Le vol sera la solution pour s’extraire de la misère qui leur colle à la peau. Simple chez Brieux. Tragique pour Raskolnikov. La question du bien et du mal parcourt ces romans. Les auteurs creusent dans l’âme, même si personne n’a pu aller aussi loin dans ses profondeurs et dans ses recoins que Dostoïevski. Avec Brieux, nous sommes plus dans le conte moral que dans la fresque existentielle. Même si notre héros vit dans une réelle souffrance.

VOUS ÊTES BON !
L’autre question qui accompagne la question morale est celle de la liberté. Les deux personnages sont prisonniers et le résultat de leurs actes, loin de les libérer, les enferme dans le sordide et  la prison ou le suicide. Un combat  extérieur dans Brieux. Une lutte intérieure pour Dostoïevski.

Le mal ne va jamais sans le bien. Notre héros brieusien entrevoit dans le restaurant d’aider son prochain plus malheureux que lui. « A la fin du repas, je me sentais rempli d’une grande bonté. J’aurais voulu trouver des misères à soulager ; j’aurais voulu inviter tous ces braves à prendre quelque chose et je regrettai sincèrement de ne pouvoir le faire. »  Raskolnikov, lui, aide Catherine Ivanovna et toute sa famille ; quand il apporte le corps du mari blessé avec sa poitrine enfoncée, « j’ai envoyé chercher un docteur, répétait-il à Catherine Ivanovna, ne vous inquiétez pas, je paierai. » Et devant Nicodème Fomitch : « Essayez de la réconforter un peu, si possible…Vous êtes bon, je le sais, ajouta-t-il avec un sourire, en le regardant droit dans les yeux… »

ENFIN ! J’AI VOLE !
Publilius Syrus soulignait que « Ce qui est réellement beau, ne peut se réaliser rapidement », « quicquid futurum egregium est, sero absolvitur. » Syrus disait aussi dans une de ses sentences : « Quid tibi pecunia opus est, si ea uti non potes ? », «  à quoi bon avoir de l’argent, si vous ne pouvez pas l’utiliser ? » C’est tout le sens du Journal d’un voleur d’Eugène Brieux. Un dicton populaire transforme la sentence en : « bien mal acquis ne profite jamais. »

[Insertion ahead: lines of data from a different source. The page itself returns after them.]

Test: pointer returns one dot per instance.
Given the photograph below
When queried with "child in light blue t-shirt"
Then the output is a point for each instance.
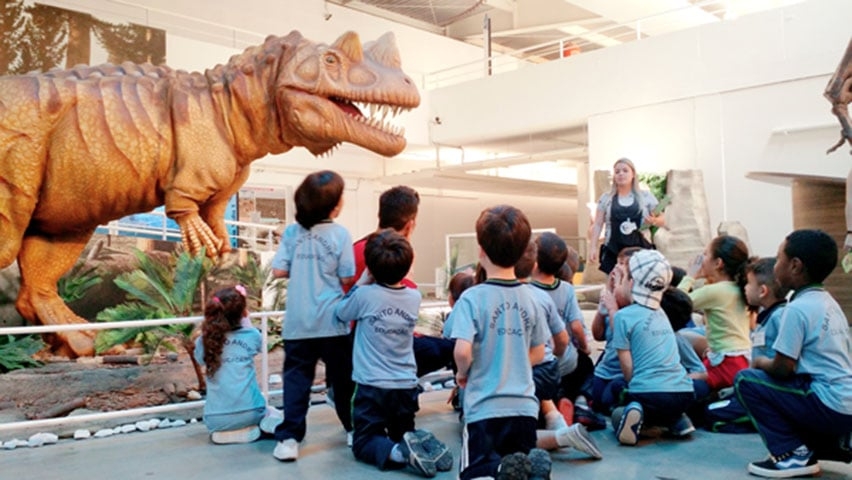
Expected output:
(384, 368)
(234, 409)
(316, 255)
(800, 400)
(498, 338)
(659, 390)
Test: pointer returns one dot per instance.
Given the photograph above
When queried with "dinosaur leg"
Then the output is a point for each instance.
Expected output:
(42, 262)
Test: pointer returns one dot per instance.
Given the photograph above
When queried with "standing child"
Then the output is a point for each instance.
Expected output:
(801, 399)
(658, 388)
(498, 338)
(384, 370)
(316, 254)
(234, 406)
(722, 300)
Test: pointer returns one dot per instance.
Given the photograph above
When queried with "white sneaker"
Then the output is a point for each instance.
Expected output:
(241, 435)
(273, 418)
(287, 450)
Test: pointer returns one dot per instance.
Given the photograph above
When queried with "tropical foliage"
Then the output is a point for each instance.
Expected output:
(158, 289)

« Enfin ! J’ai volé ! » sonne comme une délivrance. Voilà notre homme qui copie des pièces de théâtre, « à trois francs l’acte »,  riche d’un portefeuille bien garni, d’une richesse qu’il n’avait jamais espéré. Mais le voici inquiet, « pétrifié ».  Notre homme se retrouve seul et habillé pauvrement dans sa gargote avec cette immense fortune qui finira par avoir sa peau, finalement. L’argent ne fait pas le bonheur. Ou plutôt l’argent mal acquis. Un bonheur qui commence comme un combat au corps à corps avec lui-même  « trois coups de poing que j’aurais reçus au creux de l’estomac ».

« Combien est pesante notre conscience ! Quam consciencia animi gravis est servitus ! » (Syrus)

UN FROID MORTEL TOMBA SOUS LUI
Nous pouvons rapprocher son état de celui de Raskolnikov dans la deuxième partie de Crime et Châtiment : « Raskolnikov demeura très longtemps ainsi couché. De temps à autre il semblait sortir de sa torpeur et remarquait que la nuit était bien avancée mais pas une fois il ne lui vint à l’esprit l’idée de se lever…Il était étendu de tout son long, encore à demi-inconscient…Tout d’abord il crut qu’il devenait fou : un froid mortel tomba sur lui ; mais cela venait de la fièvre qui avait repris pendant son sommeil. Il se mit à grelotter violemment, ses dents claquaient et il tremblait de tous ses membres. »

Mais notre homme se croit si riche que tout doit s’arranger. « Quis pauper est ? videtur qui dives sibi. » (Syrus) « Qui est pauvre ? Celui qui se croit riche ! »

LA RESPIRATION DE CELUI QUI ETAIT LA
Les sens sont amplifiés. Il n’est plus le même, comme s’il avait acquis d’être pouvoir surhumain. Le corps devient présent, pressant, « le sang me battait les secondes à la tête ». Tout le corps est là en lui. Ces sens, non contents d’occuper son être, sont devenus hypersensibles. « Il me semblait entendre, de l’autre côté de la porte, la respiration de celui qui était là… Enfin, j’allai coller mon oreille à la serrure. J’entendis le sifflement du gaz qui brûlait dans l’escalier ; j’entendis des conversations dans les chambres voisines et le locataire du dessous qui rentra.»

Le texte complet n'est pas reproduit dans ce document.